Foresight is not essential

James Naismith invented basketball when he was really just trying to keep a bunch of rowdy students busy indoors during a blizzard. One day, he saw a boy in the gym tossing a ball toward the basket, picking it up, and tossing it again. 

An hour later, he passed by the gym again and saw the boy still doing the same thing. “I stopped and asked him why he was practicing so long,” Naismith wrote. “The boy answered that he did not know, but that he just liked to see if he could make a basket every time he threw the ball.”

“It hadn’t occurred to Naismith that people would actually practice his game,” writes Nick Greene in How to Watch Basketball Like a Genius. Greene concludes:

“Foresight, it turns out, is not an essential quality in an inventor.”

Foresight is always just a guess.

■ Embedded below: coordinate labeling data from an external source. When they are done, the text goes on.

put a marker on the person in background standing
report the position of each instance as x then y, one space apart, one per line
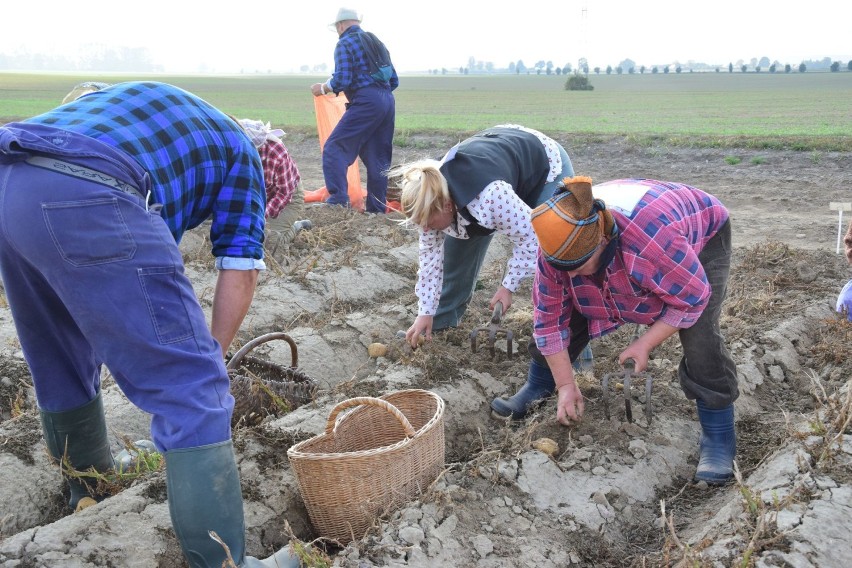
366 128
95 196
285 201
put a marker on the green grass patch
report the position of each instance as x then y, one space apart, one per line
799 111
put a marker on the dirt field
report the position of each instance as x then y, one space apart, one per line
614 493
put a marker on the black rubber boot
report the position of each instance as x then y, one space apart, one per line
203 487
79 437
539 386
718 445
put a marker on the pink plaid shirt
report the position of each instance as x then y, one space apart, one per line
655 275
280 174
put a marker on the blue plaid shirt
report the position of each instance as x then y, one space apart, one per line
350 66
200 162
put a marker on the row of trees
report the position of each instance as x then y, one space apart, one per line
543 67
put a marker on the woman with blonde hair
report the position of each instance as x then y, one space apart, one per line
486 184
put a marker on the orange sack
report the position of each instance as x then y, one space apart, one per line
329 110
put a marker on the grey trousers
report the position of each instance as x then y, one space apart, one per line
707 371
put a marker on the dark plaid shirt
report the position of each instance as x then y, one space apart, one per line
200 162
350 67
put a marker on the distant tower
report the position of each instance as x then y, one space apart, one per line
584 32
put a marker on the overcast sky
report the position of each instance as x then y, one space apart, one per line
283 35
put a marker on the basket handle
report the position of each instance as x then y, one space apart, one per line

Depending on the person’s expertise, and understanding of what’s happening, it might be a really good guess—but it’s a guess nonetheless.

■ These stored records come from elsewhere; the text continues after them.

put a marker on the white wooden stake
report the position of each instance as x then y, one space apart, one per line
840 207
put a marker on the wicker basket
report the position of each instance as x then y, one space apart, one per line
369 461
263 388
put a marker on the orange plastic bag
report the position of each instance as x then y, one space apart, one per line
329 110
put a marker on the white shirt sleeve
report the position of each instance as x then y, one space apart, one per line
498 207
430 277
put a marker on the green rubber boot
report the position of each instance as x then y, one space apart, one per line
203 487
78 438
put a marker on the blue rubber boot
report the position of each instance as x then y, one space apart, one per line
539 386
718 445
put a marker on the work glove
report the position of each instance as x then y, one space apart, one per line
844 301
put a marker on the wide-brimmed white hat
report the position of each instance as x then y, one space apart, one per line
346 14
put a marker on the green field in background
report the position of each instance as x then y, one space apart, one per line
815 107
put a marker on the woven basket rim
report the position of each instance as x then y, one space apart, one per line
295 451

It’s easy to argue about what the better guess is. But there’s only one way to find out, which is to make the work and put it out there. “Code wins arguments,” the saying goes

“Sales (of concepts, of services, of goods) don’t get made because you’ve spent a sleepless night working on your telekenisis,” Seth Godin writes. “They happen because you’ve made something worth buying, because you’ve outlined something worth believing in.”